I would expect the provider to suspend the infected VPS if it's causing issues for other users on the node?
That's exactly what I meant.
Try add:
net.ipv4.tcp_syncookies = 1
net.ipv4.tcp_max_syn_backlog = 2048
to /etc/sysctl.conf and then execute 'sysctl -e -p'?.
it'll be good to null route the IP, instead of suspend so that OP can rectify the security issue
Hi,
Thanks for the responses. Just to clarify - this isn't my box that's infected. It's somewhere else on the node. Every time this happens, the provider suspends someone else's VM and it's fixed for a few days.
Still no response from them on this, but I've linked through this thread in the support ticket so hopefully it'll give them some ideas of how they can clean up the node.
Cheers
I received a response from the host!
That's it. No further detail.
This has left me slightly perplexed. The VM was doing this the very first day I got it and the very same issue has twice been fixed by support by, in their words, removing infected VMs. Now, suddenly, it's isolated to my container.
By the time the support ticket was replied to, the network hangs had stopped (they do stop and start for periods) so I suppose when he checked there was nothing to see.
So annoying. I hate getting into discussions with support. Would be better to move on I think.
@d60eba The only thing a provider can and should do with a noticed infected VM is to turn it off right away and promptly warn the user regarding the issue.
The rest, such as, but not limited to: system installation, integrity management, backup, restoration - is all up to the user.
In a situation of integrity compromise, the system must be rebuilt from scratch, when it comes to malware there is no quick "scan and fix" way of maintaining integrity.
Nothing beats a well defined system, period.

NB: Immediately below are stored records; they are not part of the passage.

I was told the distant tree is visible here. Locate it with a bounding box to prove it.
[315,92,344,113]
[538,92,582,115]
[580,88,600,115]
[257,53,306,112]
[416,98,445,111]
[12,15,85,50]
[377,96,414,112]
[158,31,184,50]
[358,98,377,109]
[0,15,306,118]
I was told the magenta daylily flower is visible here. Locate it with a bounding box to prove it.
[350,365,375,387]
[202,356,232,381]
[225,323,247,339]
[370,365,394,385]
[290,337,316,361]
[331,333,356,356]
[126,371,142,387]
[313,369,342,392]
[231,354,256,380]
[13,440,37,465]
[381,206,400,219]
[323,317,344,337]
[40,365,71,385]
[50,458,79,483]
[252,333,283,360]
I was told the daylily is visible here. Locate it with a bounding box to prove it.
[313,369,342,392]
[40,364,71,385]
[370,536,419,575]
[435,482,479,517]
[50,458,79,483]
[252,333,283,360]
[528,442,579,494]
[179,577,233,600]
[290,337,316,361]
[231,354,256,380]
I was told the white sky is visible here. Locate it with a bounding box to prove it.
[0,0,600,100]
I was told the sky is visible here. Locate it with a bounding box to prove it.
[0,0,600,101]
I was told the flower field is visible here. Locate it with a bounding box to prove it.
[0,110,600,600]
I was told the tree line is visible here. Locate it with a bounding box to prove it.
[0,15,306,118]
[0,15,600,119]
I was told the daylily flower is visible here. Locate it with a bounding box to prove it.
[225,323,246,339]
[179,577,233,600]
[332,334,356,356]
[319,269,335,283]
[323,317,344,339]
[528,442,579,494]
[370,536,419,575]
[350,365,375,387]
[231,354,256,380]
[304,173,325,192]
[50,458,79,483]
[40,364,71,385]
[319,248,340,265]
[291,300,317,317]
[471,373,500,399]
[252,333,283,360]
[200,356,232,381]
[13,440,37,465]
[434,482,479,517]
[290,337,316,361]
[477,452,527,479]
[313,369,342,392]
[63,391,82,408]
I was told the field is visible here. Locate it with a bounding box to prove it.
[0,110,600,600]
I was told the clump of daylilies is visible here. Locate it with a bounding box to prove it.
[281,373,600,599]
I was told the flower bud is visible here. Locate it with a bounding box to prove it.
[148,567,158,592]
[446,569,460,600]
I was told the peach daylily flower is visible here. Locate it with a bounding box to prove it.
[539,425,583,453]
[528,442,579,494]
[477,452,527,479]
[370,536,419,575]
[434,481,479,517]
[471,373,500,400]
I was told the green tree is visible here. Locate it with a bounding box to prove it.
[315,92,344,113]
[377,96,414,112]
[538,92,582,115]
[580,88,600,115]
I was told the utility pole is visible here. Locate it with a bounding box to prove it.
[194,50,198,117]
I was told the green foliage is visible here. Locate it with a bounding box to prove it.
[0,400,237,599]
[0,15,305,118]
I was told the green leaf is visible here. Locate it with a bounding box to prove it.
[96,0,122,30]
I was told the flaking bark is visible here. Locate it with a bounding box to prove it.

@Janevski I agree that a general malware scan is tough, but as the provider had already identified 2 infected VMs I thought perhaps a quick scan could be made for whatever it was that infected the first 2. I don't know anything about OpenVZ and how it's setup though so it's interesting to hear you say that.
Anyway, the network hangs are back and worse than ever:
I checked the next IP along and the same thing:
even though I shut my VPS down. So I don't think this can be an issue with just my container.
So, time for a new host I think.
I don't know about provider scanning all VMs, but they should certainly set up a script or other system so that the moment they detect packet flood from some VM, they shut down the VM.
http://vpsantiabuse.com is nothing short of amazing for OpenVZ.
@linuxthefish vpsantiabuse looks amazing. I will recommend it to my (now ex) host
Agreed, on all points
This provider doesn't seem to be proactive (screen new clients, monitor for abuse) only reactive. Don't waste your time doing their work. Move on. There's lots of genuinely good low end hosts!